Sher also has deep ties to the Israeli government, including his legal representation of his friend and witness Morris “Moshe” Talansky, an American businessman financially linked with former Israeli Prime Minister Ehud Olmert, who was indicted in a bribery scandal, the first ever indictment for someone who has ever held the office of Israeli PM. Talansky, active in U.S. politics, has made political contributions to Israel-firsters Bill Clinton and Rudolph Giuliani, among others.

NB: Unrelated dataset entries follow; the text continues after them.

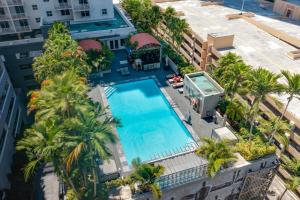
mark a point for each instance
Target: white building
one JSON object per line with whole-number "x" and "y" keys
{"x": 11, "y": 119}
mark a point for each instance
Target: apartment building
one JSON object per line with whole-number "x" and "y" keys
{"x": 11, "y": 120}
{"x": 24, "y": 26}
{"x": 261, "y": 40}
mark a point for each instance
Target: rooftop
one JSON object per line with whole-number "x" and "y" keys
{"x": 256, "y": 47}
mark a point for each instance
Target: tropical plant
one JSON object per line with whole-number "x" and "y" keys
{"x": 262, "y": 82}
{"x": 218, "y": 153}
{"x": 234, "y": 77}
{"x": 63, "y": 96}
{"x": 291, "y": 164}
{"x": 292, "y": 88}
{"x": 255, "y": 148}
{"x": 61, "y": 53}
{"x": 275, "y": 128}
{"x": 147, "y": 176}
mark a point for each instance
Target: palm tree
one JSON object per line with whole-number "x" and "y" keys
{"x": 275, "y": 128}
{"x": 262, "y": 82}
{"x": 234, "y": 77}
{"x": 291, "y": 184}
{"x": 147, "y": 175}
{"x": 292, "y": 88}
{"x": 41, "y": 145}
{"x": 90, "y": 138}
{"x": 64, "y": 95}
{"x": 218, "y": 153}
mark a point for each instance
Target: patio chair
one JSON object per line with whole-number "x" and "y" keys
{"x": 124, "y": 71}
{"x": 177, "y": 85}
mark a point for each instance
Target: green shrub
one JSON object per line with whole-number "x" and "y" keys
{"x": 254, "y": 149}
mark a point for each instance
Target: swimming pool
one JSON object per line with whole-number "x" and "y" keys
{"x": 149, "y": 125}
{"x": 117, "y": 22}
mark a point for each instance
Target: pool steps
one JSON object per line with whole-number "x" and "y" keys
{"x": 109, "y": 91}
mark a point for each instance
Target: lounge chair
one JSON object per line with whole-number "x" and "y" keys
{"x": 124, "y": 71}
{"x": 177, "y": 85}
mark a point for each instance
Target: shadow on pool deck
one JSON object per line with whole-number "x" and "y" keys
{"x": 202, "y": 127}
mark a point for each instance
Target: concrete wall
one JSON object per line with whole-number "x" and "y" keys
{"x": 224, "y": 185}
{"x": 11, "y": 117}
{"x": 283, "y": 7}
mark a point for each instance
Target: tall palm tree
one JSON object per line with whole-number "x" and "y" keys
{"x": 262, "y": 82}
{"x": 275, "y": 128}
{"x": 292, "y": 88}
{"x": 234, "y": 77}
{"x": 64, "y": 95}
{"x": 41, "y": 145}
{"x": 90, "y": 138}
{"x": 147, "y": 175}
{"x": 218, "y": 153}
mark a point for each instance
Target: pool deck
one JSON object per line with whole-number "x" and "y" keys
{"x": 201, "y": 127}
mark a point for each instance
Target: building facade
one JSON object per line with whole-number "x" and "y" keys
{"x": 11, "y": 120}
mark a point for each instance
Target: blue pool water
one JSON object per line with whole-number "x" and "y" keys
{"x": 117, "y": 22}
{"x": 149, "y": 125}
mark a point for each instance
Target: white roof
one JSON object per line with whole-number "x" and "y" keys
{"x": 256, "y": 47}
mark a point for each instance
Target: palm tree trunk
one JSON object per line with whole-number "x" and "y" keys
{"x": 287, "y": 105}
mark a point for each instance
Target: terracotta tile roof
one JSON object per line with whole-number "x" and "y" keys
{"x": 143, "y": 39}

There were several reasons the lawsuit, which was high on hyperbole and low on legalities, failed, although it was a lesson in previously successful Jewish pressure tactics. Using the words “Nazi” and “Holocaust” liberally throughout, the 25-page complaint focused mainly on an annual event staged on campus by SJP called “Apartheid Week,” whose purpose is to compare Israeli policies to the former white government of South Africa.
As detailed in the defendants’ motion to dismiss, “Plaintiffs . . . allege that SJP . . . set up mock checkpoints. . . to imitate those utilized by Israeli soldiers, and at these ‘checkpoints,’ ‘students dress as soldiers, carry realistic-looking [guns],’ ‘lay barbed wire on heavily traveled campus walkways, and interrogate others about their religious affiliation and national origins.’” One of the plaintiffs also claimed that SJP’s leader rammed her with a shopping cart, “causing her physical injury, for which she received medical attention.”
Plaintiffs’ attorneys have not indicated whether or not they will appeal.
Dave Gahary, a former submariner in the U.S. Navy, is the host of AFP’s ‘Underground Interview’ series.